All things old China - books, anecdotes, stories, podcasts, factoids & ramblings from the author Paul French

Thoughts on Two Re-reads – Coates and Benson

Posted: July 26th, 2024 | No Comments »

A couple of reeeads this week….

I’d forgotten how much I rather like Austin Coates’s The Road from 1959. 1950s novels are always much more overtly sexual than you expect. Coates was a District Officer in Hong Kong with a wry eye and a deft pen. And so his comic novel of 1950s manners includes an attempt to build a road on an outlying island, a rather over-focused official, his scandalous novelist wife, the crooks on the island, a dodgy temporary Governor, a host of venal civil servants, wealthy bit vacuous mid-levels types, dopey academics and an hilarious scene at a British Council event (as all British Council events are rather doomed to be ridiculous) is on the money.

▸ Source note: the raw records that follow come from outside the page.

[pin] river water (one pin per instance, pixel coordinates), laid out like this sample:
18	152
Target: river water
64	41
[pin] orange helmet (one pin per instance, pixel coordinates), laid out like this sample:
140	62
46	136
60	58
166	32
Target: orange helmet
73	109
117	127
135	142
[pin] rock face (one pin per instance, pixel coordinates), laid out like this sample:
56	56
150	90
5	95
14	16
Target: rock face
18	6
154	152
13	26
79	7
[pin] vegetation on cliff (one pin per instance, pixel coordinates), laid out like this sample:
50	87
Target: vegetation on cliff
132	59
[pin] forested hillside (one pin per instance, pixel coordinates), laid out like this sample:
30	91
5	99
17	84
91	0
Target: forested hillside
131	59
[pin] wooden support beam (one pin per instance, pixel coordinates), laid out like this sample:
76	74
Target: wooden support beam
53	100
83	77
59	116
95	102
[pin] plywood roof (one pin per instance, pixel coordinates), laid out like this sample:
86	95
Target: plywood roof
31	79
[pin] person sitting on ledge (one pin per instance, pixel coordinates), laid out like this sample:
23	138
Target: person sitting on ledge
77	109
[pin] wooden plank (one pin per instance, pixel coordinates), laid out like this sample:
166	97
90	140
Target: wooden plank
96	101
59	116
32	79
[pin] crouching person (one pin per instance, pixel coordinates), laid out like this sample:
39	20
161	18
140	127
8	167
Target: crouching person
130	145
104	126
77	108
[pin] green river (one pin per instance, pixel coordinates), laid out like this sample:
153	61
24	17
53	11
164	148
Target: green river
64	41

Plus ca change – Nothing changes, everything changes. A charming period piece still.

Stella Benson was worshiped in her day (the 1920s) though, i think, it’s a little hard to see why nowadays. But interestingly she lived in many obscure treaty ports (wife of a customs officer) and Hong Kong while being feted in far off literary London and occasionally visiting to escape backwater Pakhoi or Nanning and swan around Bloomsbury. She lacks the light gossipy touch of an Ann Bridge or the insider knowledge of a Nora Waln – both slightly later contemporaries in China – and rather overwrites her scenes. Still, The Poor Man, a tale of a failing man who drinks a bit much and eventually ends up in China has some nice Peking and Chungking scenes – places she knew well.